Marathon sued over pipeline dispute



By Charley Gillespie
The Associated Press

COLUMBUS - The former general contractor of an underground fuel pipeline across southern Ohio has sued Marathon Ashland Petroleum for terminating its contract.

A lawyer for H.L. Crouse Construction said Marathon Ashland unfairly terminated the company's contract after the U.S. Army Corps of Engineers halted construction on the $100 million pipeline July 2 because of environmental violations.

"We stopped the project for one day to attempt to negotiate the completion of the work and Marathon Ashland's reaction was to terminate the contract," lawyer Michael Currie said Friday.

The construction company, based in Perrysburg in northwest Ohio, filed a breach-of-contract suit July 11 in Hocking County Common Pleas Court asking for up to $10 million in compensatory damages and $7 million in punitive damages.

The company said the cleanup work to fix the violations added to cost overruns that Marathon Ashland refused to cover.

A spokeswoman for Marathon Ashland said Crouse voluntarily quit the job.

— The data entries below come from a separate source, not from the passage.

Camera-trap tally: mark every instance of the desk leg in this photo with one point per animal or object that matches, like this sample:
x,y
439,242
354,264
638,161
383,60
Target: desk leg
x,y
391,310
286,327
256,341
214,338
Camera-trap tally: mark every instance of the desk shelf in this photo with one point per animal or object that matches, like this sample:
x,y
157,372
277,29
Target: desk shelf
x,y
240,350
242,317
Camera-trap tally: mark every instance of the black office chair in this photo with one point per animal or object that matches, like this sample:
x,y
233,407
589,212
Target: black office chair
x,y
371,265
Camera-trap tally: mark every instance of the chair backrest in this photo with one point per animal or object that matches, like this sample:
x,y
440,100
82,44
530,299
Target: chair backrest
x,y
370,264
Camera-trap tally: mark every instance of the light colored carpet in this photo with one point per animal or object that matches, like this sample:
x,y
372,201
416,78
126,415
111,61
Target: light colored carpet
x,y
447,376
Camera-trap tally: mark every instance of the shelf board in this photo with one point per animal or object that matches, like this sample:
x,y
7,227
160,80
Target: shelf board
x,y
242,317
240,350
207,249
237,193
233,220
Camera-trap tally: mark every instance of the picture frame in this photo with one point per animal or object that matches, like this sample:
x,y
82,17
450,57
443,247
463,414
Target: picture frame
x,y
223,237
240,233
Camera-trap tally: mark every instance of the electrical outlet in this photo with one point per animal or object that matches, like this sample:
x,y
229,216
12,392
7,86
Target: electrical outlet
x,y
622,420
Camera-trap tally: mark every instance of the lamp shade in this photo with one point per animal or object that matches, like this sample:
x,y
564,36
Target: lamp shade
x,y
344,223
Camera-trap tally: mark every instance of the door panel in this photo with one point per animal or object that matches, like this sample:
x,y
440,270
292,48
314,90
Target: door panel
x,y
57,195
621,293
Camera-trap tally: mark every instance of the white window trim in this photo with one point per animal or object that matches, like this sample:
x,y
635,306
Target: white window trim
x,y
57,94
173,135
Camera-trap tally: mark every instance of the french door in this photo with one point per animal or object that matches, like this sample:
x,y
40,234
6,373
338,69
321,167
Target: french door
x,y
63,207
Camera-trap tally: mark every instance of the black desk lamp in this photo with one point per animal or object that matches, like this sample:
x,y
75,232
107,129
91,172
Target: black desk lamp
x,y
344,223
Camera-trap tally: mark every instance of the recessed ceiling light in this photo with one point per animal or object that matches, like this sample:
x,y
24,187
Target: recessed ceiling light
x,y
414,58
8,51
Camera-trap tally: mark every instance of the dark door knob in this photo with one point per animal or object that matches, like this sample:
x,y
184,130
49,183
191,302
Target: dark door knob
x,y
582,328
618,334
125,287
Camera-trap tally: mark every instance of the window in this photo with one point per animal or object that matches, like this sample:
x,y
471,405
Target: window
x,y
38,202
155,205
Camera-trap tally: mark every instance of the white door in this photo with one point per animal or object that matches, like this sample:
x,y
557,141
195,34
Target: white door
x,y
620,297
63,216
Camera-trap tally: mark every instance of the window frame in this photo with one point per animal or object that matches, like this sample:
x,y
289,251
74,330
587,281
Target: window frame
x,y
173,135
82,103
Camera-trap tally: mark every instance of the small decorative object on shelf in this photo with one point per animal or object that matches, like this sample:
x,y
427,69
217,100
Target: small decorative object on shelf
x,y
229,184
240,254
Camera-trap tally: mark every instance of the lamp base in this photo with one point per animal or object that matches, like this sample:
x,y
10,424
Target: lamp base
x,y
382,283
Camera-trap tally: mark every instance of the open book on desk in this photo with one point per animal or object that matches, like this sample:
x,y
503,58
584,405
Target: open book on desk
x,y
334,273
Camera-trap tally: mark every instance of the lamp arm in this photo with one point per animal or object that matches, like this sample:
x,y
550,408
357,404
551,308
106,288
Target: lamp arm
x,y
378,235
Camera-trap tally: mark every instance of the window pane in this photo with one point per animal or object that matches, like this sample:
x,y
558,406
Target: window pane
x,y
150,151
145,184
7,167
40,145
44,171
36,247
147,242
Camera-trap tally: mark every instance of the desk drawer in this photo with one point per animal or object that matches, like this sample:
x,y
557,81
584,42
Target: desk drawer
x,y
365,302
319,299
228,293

"We were disappointed when Crouse announced that they were voluntarily leaving the job," Jennifer Robinson said Friday. "They removed large equipment off the right of way. There was definite indication that they were leaving the job and it was voluntary."

Currie disagreed.

"We voluntarily shut the project down, but that is fundamentally different from saying you are not going to complete it," he said.

Robinson would not comment on the lawsuit.

"We are going to have to let this part play out in the courtroom," she said.

Crouse said the environmental violations were the result of faulty measures designed by Marathon Ashland.

Just 29 miles remained on the 149-mile pipeline when the Corps suspended Marathon Ashland's permit because of repeated environmental violations, including letting construction mud and sediment seep into waterways.

The pipeline is to cross eight Ohio counties, sending gasoline, diesel fuel, jet fuel and kerosene from a Marathon storage terminal in Kenova, W.Va., to a terminal in Columbus.

Robinson said the company is negotiating with another contractor, which is expected to "be on the job in a few days."

The lawsuit won't effect completion of the pipeline, she said.